Voice Changer OBS Integration: Full Setup Guide

Learn how to route your voice changer into OBS for streaming or recording — audio sources, filters, monitoring, sync, and a clean streamer setup.

Voice Changer OBS Integration: Full Setup Guide

Getting a voice changer into OBS without audio glitches, sync drift, or a spaghetti routing chain is one of those things that looks simple until you are 45 minutes deep and your stream sounds like a dial-up modem. This guide covers the whole path — Virtual Audio Cables, OBS source configuration, the difference between OBS’s own audio filters and a standalone voice changer, monitoring without feedback, sync correction, and a clean multi-track layout for both streamers and recorders.


TL;DR

  • Route your voice changer’s output to a Virtual Audio Cable, then add that cable as an Audio Input Capture source in OBS.
  • Set Advanced Audio Properties to Monitor and Output so you hear yourself through headphones.
  • Add a Sync Offset if your voice sounds early relative to video — start at 50 ms and tune from there.
  • OBS’s built-in audio filters handle noise and dynamics; they cannot do pitch shifting or AI cloning.
  • VoxBooster uses WASAPI injection (no kernel driver), which keeps latency low and is safe alongside anti-cheat systems.
  • Record on separate tracks so you always have a clean mic backup.

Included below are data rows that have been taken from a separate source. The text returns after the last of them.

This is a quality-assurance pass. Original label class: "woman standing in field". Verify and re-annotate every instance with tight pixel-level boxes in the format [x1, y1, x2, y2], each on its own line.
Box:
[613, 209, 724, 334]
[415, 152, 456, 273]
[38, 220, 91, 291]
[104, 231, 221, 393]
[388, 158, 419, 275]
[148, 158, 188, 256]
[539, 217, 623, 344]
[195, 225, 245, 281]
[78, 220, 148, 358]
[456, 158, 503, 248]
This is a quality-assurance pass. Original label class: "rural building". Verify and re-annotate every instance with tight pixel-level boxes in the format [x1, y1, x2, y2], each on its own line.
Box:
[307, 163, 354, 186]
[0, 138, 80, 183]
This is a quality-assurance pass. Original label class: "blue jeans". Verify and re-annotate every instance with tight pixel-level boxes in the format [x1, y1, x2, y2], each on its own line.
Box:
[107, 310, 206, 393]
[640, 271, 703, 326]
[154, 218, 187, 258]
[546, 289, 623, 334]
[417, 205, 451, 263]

What Is a Virtual Audio Cable and Why Does OBS Need One?

A Virtual Audio Cable (VAC) is a pair of software audio devices — a playback end and a recording end — that act as a pipe between two applications. Your voice changer outputs processed audio to the playback device, and OBS reads that same audio from the matching recording device. Windows sees both as ordinary sound devices, so no special drivers or admin rights are required beyond installing the VAC software.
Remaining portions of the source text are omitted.